About two dozen women who work in the Vancouver-area real estate industry have been targeted by someone sending obscene images and making threatening phone calls, CBC has learned.
Colette Gerber, chair of the Real Estate Board of Greater Vancouver, described it as a “very sad situation” that began a few months ago and has continued at least through last week.
“In the evenings, a male would call one of our members — always women — and harass them with explicit images, texts and phone calls. It’s been quite scary for them,” Gerber said.
“Once we became aware of it, we encouraged our members who had interactions with this individual to file a police report.”
Female real estate agents in multiple cities in B.C.’s Lower Mainland have been targeted and reports have been made to at least six police agencies, according to internal board emails obtained by CBC. The Vancouver Police Department has now taken over the file.
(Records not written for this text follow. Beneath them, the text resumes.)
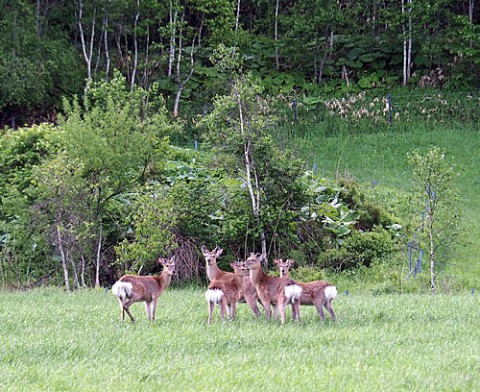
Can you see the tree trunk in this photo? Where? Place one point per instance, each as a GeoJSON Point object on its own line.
{"type": "Point", "coordinates": [181, 83]}
{"type": "Point", "coordinates": [173, 24]}
{"type": "Point", "coordinates": [99, 253]}
{"type": "Point", "coordinates": [254, 191]}
{"type": "Point", "coordinates": [277, 61]}
{"type": "Point", "coordinates": [63, 257]}
{"type": "Point", "coordinates": [407, 41]}
{"type": "Point", "coordinates": [135, 47]}
{"type": "Point", "coordinates": [432, 255]}
{"type": "Point", "coordinates": [107, 50]}
{"type": "Point", "coordinates": [87, 54]}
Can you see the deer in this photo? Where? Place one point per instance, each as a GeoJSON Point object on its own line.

VPD spokesperson Const. Tania Visintin confirmed the calls are being investigated by the domestic violence and criminal harassment unit, but said she couldn’t provide any further details.
To date, there have been no reports of physical harm.
Gerber said the person responsible appears to be using spoofed phone numbers, altering their caller ID information to disguise their identity. That makes the calls difficult to trace.
“When this person calls, they start out talking about real estate and then very quickly it devolves into somewhat threatening conversations,” she said.
According to an email from board staff to the affected women, the man will sometimes say his father or father-in-law is moving into a care home and needs to sell his house.
Gerber said this isn’t the first time local female realtors have received calls from a serial harasser. A similar situation happened about three years ago, but the calls stopped after police identified the person responsible and told him officers were watching, she said.
“Any time that we hear of harassment of our members, women or men, in any way, shape or form, we get very concerned,” Gerber said.
“When you get harassed for doing your job or harassed for, in this case, just being female, that’s just plain wrong.”